In the U.S., a DBA is a business name that is different from your personal name, the names of your partners, or the officially registered name of your LLC or corporation. A DBA is also referred to as a fictitious name, assumed name, or trade name.
If you choose to name your business as anything other than your own personal name, then you’ll need to register it with the proper authorities.
For example, if John Smith sets up a personal training business, rather than operating under his own name, he instead chooses to name his business: “John Smith Fitness”. This name is considered an assumed name and John will need to register it with the appropriate local government agency.
The legal name of your business is required on all government forms and applications, including your application for employer tax IDs, licenses, and permits.
Do you need a DBA?
In general, there are two reasons why a business in the U.S. will need to get a DBA:
- For sole proprietors or partnerships: If your business has a different name than your own name, you’ll need to file for a DBA.
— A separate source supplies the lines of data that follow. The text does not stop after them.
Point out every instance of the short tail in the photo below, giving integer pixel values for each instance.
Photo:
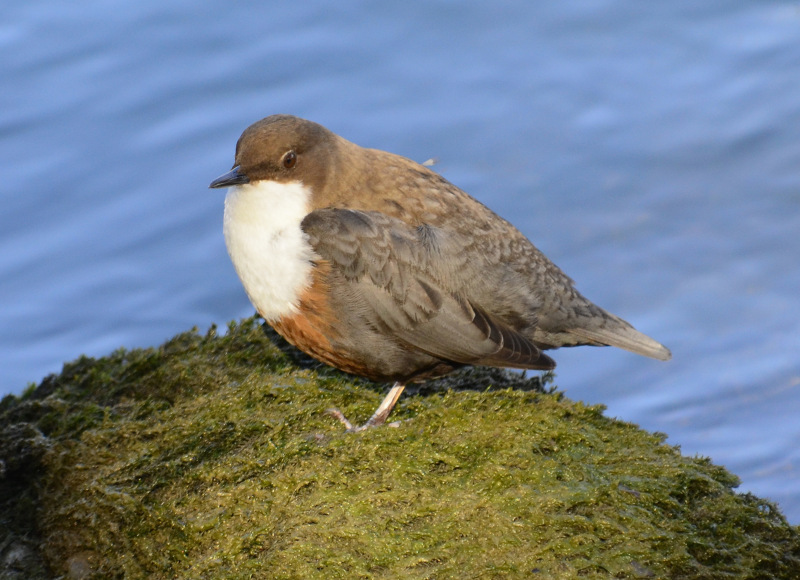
(622, 335)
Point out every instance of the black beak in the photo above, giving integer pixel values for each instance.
(233, 177)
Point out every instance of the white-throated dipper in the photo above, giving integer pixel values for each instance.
(380, 267)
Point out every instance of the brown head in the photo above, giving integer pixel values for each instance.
(284, 149)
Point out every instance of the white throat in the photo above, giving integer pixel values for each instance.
(270, 252)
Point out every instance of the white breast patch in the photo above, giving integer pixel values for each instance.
(270, 252)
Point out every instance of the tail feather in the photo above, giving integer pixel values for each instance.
(626, 337)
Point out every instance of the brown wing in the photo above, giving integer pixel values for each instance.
(414, 283)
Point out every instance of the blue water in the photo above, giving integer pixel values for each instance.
(652, 150)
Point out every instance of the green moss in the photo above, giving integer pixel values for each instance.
(213, 457)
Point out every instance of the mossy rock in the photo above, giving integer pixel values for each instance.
(213, 457)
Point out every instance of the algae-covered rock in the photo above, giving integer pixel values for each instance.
(213, 457)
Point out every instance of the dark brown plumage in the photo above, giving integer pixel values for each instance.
(403, 276)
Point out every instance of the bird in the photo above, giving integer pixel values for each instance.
(380, 267)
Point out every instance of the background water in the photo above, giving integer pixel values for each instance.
(652, 150)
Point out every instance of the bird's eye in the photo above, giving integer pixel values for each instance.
(290, 159)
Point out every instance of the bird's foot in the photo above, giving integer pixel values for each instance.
(379, 416)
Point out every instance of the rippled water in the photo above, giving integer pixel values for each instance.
(652, 151)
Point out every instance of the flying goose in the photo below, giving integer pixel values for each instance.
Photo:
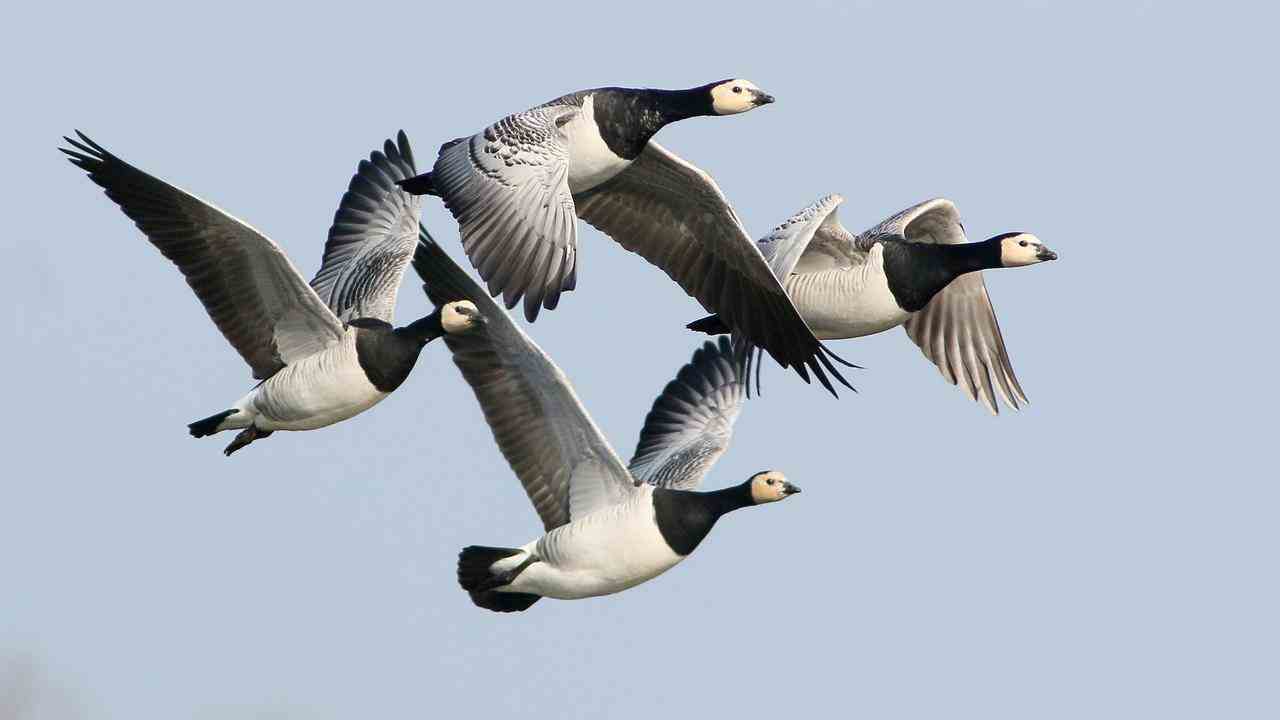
(324, 351)
(516, 186)
(914, 269)
(608, 527)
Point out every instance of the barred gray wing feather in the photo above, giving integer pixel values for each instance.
(676, 217)
(508, 190)
(958, 329)
(560, 455)
(691, 422)
(371, 238)
(958, 332)
(933, 220)
(812, 241)
(248, 287)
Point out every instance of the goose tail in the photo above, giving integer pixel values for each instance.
(711, 324)
(211, 424)
(479, 577)
(419, 185)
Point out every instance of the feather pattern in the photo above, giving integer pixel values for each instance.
(248, 287)
(560, 455)
(958, 329)
(691, 422)
(676, 217)
(371, 238)
(508, 190)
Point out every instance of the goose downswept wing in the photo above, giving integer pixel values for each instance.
(324, 351)
(675, 215)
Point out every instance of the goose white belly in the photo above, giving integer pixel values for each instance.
(604, 552)
(845, 302)
(590, 162)
(321, 390)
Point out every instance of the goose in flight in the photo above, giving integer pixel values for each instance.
(608, 527)
(516, 187)
(915, 269)
(324, 351)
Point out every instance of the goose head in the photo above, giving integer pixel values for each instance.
(734, 96)
(1018, 249)
(460, 317)
(771, 486)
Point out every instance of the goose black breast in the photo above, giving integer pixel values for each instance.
(385, 356)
- For existing corporations and LLCs: If your business is already set up and you want to do business under a name other than your existing corporation or LLC name, you will need to register a DBA.
The Importance of a DBA
It sounds like a lot of unnecessary, extraneous paperwork, but there are a few important reasons to get your DBAs in order.
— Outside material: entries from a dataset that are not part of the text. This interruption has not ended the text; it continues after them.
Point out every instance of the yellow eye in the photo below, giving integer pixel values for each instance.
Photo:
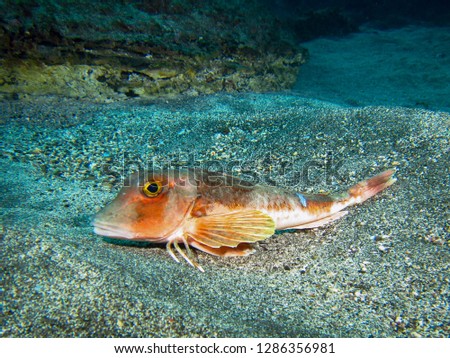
(152, 188)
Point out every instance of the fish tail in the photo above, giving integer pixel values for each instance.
(368, 188)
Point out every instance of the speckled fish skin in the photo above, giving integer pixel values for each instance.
(217, 213)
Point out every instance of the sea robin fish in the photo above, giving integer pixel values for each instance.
(217, 213)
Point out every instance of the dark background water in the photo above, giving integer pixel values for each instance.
(311, 19)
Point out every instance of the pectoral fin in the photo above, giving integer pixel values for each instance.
(231, 229)
(243, 249)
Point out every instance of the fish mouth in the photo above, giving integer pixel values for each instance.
(111, 230)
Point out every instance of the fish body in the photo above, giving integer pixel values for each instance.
(218, 213)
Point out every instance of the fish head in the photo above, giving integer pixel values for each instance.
(149, 207)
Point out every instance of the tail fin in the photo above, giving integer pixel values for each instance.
(368, 188)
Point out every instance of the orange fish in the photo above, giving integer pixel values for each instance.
(217, 213)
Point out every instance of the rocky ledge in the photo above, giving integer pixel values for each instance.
(115, 50)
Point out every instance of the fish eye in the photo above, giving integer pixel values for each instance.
(152, 188)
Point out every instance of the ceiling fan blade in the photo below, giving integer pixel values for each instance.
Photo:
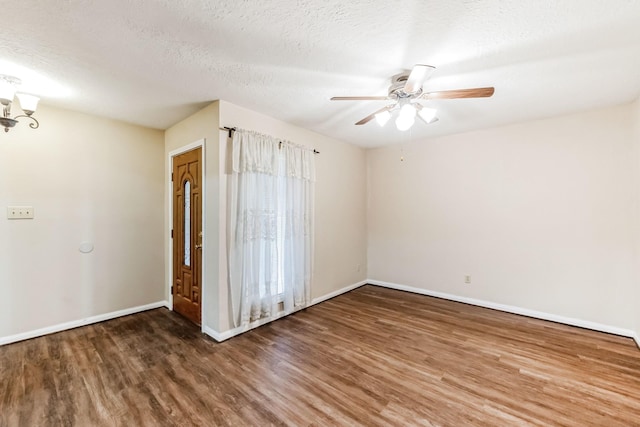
(418, 76)
(373, 115)
(478, 92)
(360, 98)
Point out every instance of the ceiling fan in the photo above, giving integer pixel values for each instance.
(406, 92)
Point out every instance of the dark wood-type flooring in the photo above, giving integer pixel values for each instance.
(370, 357)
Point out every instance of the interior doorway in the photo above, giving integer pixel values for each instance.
(186, 277)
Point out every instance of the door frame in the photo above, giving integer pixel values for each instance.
(203, 284)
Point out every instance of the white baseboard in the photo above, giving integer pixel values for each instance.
(221, 336)
(338, 292)
(81, 322)
(512, 309)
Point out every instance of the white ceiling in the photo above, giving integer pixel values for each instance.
(155, 62)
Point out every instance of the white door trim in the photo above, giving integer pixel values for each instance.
(197, 144)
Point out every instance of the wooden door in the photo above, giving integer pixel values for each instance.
(187, 234)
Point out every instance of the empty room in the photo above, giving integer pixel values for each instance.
(320, 213)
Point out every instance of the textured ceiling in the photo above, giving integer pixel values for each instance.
(155, 62)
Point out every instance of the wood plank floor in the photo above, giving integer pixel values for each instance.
(373, 357)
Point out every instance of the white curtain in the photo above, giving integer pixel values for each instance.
(271, 226)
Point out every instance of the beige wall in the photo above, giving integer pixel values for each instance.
(636, 136)
(340, 203)
(88, 179)
(543, 215)
(201, 125)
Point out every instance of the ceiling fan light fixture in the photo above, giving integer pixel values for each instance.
(383, 117)
(405, 122)
(428, 114)
(408, 111)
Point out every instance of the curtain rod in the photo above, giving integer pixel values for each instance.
(231, 130)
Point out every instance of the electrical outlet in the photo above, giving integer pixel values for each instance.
(19, 212)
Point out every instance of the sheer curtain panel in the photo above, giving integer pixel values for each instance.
(270, 227)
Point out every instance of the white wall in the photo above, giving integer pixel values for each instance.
(88, 179)
(542, 215)
(340, 204)
(636, 299)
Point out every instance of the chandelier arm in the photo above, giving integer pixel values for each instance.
(34, 125)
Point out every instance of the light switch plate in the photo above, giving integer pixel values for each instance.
(19, 212)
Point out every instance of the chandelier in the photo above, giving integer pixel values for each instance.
(28, 103)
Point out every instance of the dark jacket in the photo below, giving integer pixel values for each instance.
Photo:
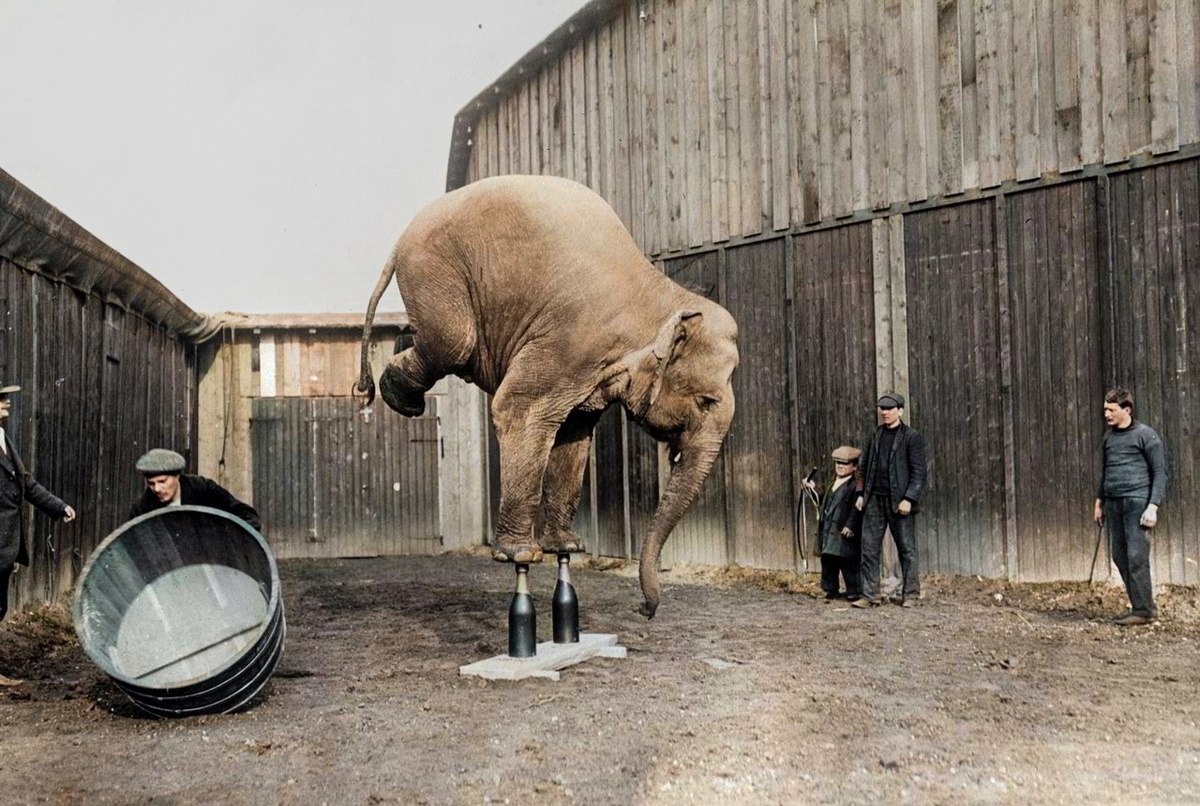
(199, 491)
(906, 467)
(17, 487)
(838, 512)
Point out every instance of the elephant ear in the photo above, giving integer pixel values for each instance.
(672, 337)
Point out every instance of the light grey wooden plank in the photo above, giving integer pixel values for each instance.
(864, 82)
(718, 104)
(1164, 78)
(1114, 91)
(1089, 46)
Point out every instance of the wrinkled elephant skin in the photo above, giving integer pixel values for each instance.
(532, 288)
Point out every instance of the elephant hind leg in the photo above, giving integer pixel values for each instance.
(563, 482)
(406, 379)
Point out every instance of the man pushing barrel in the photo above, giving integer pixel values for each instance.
(167, 485)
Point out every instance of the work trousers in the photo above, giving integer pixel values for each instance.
(879, 516)
(1129, 548)
(847, 566)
- If you’re a sole proprietor/partnership, it’s the simplest and least expensive way to use a business name. You can create a separate professional identity, without having to form an LLC or corporation. This also protects you so that people who use your marketplace don’t need to know your personal name.
- A DBA is required in order to open a bank account and receive payments in the name of your business if you’re a sole proprietor/partnership. Again, any processor we partner with will require this information before approving your marketplace business.
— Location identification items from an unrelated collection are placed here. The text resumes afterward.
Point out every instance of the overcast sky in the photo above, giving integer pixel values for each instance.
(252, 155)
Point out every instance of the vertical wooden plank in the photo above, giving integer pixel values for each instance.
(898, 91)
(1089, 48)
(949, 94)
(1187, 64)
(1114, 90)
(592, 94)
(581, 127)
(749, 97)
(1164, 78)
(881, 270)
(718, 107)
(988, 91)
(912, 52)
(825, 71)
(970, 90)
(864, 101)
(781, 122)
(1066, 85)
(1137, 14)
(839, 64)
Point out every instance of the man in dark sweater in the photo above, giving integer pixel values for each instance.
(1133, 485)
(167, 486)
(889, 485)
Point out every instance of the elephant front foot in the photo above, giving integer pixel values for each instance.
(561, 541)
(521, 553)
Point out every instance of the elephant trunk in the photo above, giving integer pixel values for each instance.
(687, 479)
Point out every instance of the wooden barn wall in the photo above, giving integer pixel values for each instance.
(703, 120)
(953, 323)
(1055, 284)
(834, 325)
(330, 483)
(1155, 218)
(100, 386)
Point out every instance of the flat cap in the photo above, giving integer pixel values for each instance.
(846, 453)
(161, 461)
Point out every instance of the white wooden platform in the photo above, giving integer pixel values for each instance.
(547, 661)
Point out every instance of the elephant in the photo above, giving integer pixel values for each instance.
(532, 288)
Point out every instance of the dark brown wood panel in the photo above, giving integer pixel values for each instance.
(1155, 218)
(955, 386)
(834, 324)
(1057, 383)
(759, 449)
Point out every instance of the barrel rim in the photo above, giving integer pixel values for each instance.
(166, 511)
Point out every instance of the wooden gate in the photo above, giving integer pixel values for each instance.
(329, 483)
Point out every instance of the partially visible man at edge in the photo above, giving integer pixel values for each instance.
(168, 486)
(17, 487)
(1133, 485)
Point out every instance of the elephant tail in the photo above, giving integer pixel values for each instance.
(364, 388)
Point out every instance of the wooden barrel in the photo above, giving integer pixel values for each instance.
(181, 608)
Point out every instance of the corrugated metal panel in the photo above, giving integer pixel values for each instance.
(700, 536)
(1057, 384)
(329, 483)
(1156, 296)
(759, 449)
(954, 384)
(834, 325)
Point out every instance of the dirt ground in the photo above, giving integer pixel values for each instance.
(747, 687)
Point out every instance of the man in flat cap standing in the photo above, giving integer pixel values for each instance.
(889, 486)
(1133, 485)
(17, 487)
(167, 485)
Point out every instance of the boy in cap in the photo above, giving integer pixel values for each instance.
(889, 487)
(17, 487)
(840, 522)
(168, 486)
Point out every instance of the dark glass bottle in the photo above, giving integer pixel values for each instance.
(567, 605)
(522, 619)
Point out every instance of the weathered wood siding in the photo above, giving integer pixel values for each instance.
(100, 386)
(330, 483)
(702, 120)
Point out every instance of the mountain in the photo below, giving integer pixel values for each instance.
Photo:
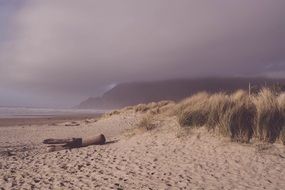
(127, 94)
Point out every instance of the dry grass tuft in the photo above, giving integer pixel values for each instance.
(240, 117)
(270, 118)
(237, 115)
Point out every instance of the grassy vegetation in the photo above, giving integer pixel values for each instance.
(238, 115)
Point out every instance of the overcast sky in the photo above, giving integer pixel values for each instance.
(57, 53)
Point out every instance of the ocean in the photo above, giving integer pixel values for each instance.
(22, 112)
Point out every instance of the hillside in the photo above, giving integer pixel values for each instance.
(127, 94)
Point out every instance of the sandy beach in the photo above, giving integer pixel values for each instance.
(133, 158)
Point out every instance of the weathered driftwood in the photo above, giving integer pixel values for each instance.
(60, 144)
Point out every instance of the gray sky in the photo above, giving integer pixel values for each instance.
(56, 53)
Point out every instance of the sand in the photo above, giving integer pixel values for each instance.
(163, 158)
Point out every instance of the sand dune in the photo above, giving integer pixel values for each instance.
(163, 158)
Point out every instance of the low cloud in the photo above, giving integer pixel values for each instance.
(77, 48)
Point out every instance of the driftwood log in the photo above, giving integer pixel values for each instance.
(69, 143)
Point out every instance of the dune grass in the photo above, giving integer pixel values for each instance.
(239, 116)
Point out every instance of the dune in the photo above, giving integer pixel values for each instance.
(146, 149)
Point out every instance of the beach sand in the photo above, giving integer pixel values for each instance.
(133, 158)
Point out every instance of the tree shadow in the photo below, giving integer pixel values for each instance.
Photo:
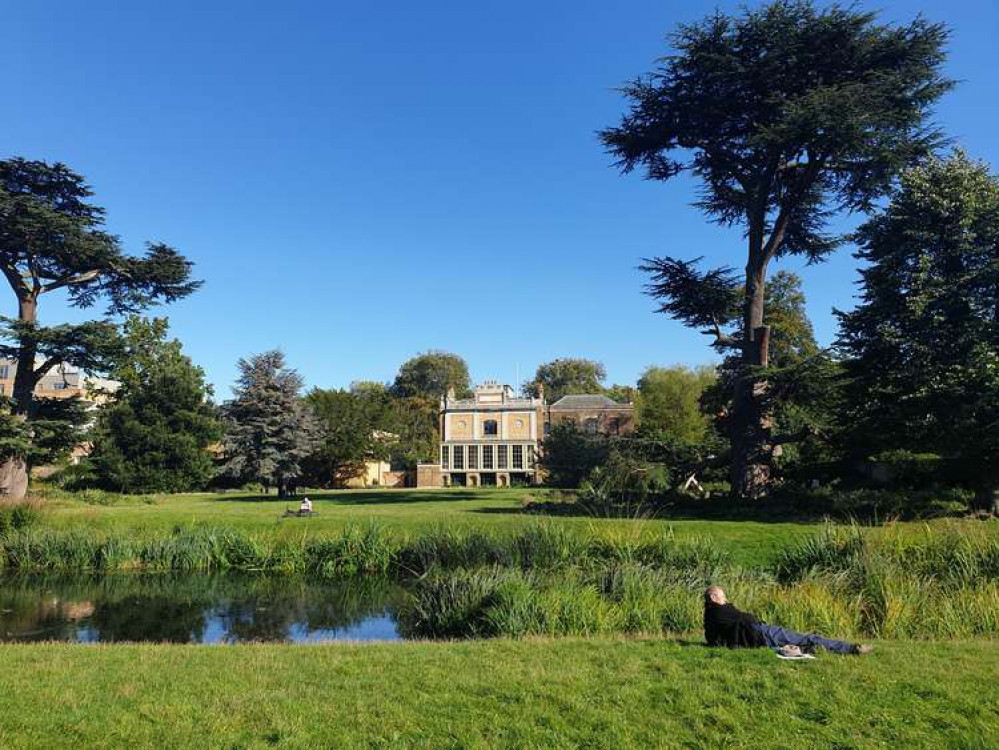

- For LLCs or corporations, a DBA will allow you to operate multiple businesses without having to form a separate LLC or corporation for each business. This will cut down on your paperwork and expenses when you’re operating multiple projects.
- Name recognition is crucial to a company’s success. Name acknowledgment is achieved when the business name is used in all transactions, from marketing and sales to everyone’s favorite, collecting money.
- It’s fun to create a catchy business name that can be related or not to what your marketplace will be showcasing.
Note: Filing a DBA is not the same as trademark protection. If you file a DBA, you have a right to use a business name, but you don’t have the right to prevent anyone else from using that same business name. If you want a higher level of protection, you need to register a trademark.
How do I file a DBA?
The rules, requirements, forms, and fees associated with filing a DBA are different in each state and county. Registering your DBA is done either in your county clerk’s office or with your state government, depending on where your business is located. The U.S. SBA provides a chart with state-by-state details for filing your DBA.